Looking down at the picture in his hands, he visibly took a deep breath. His uncertainty surprised her, but she found it endearing, too, that he’d worry so over pleasing her with his gift.

“Please,” she said softly, more to reassure him than to beg.

“Very well,” he said, and handed the picture to her.

She took it and gasped. She’d never seen anything like this painting. An elegant lady and gentleman, married or at least lovers, sat beneath a tree with their dogs. Though the picture was clearly very old—even her uneducated eye could tell that—the colors were as bright as jewels, the gold leaf shining, the detail precise and charming. The painting of the gentleman in his fur-trimmed clothes offering a white primrose to the lady in her ermine-edged robes was the most exquisitely romantic object she’d ever held in her hands. And now, to her wonder, it was hers.

“It’s more than three hundred years old, tempera on panel,” he said, rapidly explaining and apologizing at the same time. “It may seem peculiar to modern tastes, I know, but it’s always been one of my special favorites, which is why I wished you to have it. But if you’d rather I bought you a bracelet or some such, I will understand, and—”

“This is
perfect
,” she whispered, unable to look away from the picture in her hands. “Why would I ever long for a bracelet when you’ve given me a gift like this?”

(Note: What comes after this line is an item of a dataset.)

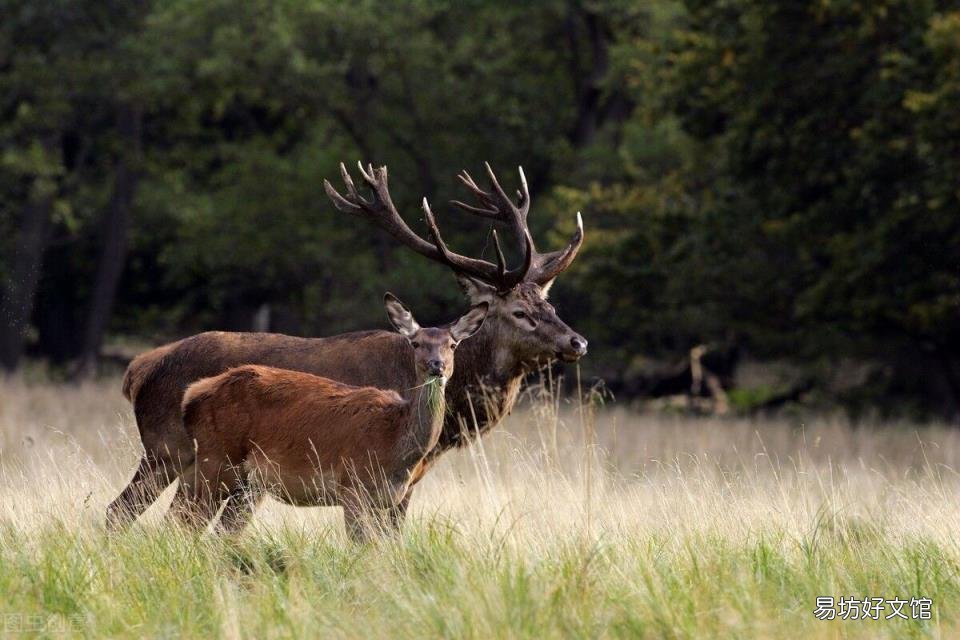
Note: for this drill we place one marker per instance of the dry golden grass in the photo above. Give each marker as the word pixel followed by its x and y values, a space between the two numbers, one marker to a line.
pixel 566 521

He dropped back into the chair beside her. “You like it, then?”

“How could I not, Hawke?” she said. “I shall be the first to admit that I know nothing of pictures—our house at Ransom had only a few gloomy ones from the old queen’s time that scared me when I was little—but even I can tell that this is special, and right, and—and I cannot believe you would give it to me.”

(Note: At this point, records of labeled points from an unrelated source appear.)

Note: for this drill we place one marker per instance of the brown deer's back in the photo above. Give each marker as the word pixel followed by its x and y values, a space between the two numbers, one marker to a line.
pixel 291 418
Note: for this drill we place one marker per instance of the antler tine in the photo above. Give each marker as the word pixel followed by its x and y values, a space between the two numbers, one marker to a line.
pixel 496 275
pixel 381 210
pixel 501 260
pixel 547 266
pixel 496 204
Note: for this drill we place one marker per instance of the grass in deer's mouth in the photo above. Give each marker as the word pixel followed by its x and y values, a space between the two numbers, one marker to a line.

“It’s easy enough to learn the history,” he said eagerly, studying the picture over her arm. “But not everyone can
see
paintings, with their heart as well as their eyes.”

She glanced at him, surprised by what she saw. She hadn’t realized how much of his charm was a mask, a guise of pleasantry worn before the world. Yet when he spoke of the painting, the mask had vanished, and his face suddenly became much more alive and almost boyishly enthusiastic.

“Is that how you see?” she asked, her excitement matching his. “With your heart?”

He nodded, raking his hair back from where it had slipped across his forehead. “Most Englishmen can’t, you know, being hopeless Philistines. All they can see in art is expense and value and how many guineas were spent to impress the squire in the next county. Italians discover beauty everywhere. To see like that, Lizzie, is a rare gift, a marvel, a—”

“Ah, very good, Hawkesworth,” Lady Allred said. “I see you have given Lady Elizabeth your little token.”

Lizzie looked up, startled and disappointed. How had her ladyship and her aunt managed to appear so suddenly and so silently, very like thieves in the night, to spoil her conversation with Hawke?

“To be sure, it is a most curious gift to offer one’s betrothed,
but then my son never will follow the usual custom,” Lady Allred continued. “Show the thing to your aunt, Lady Elizabeth, so she might understand.”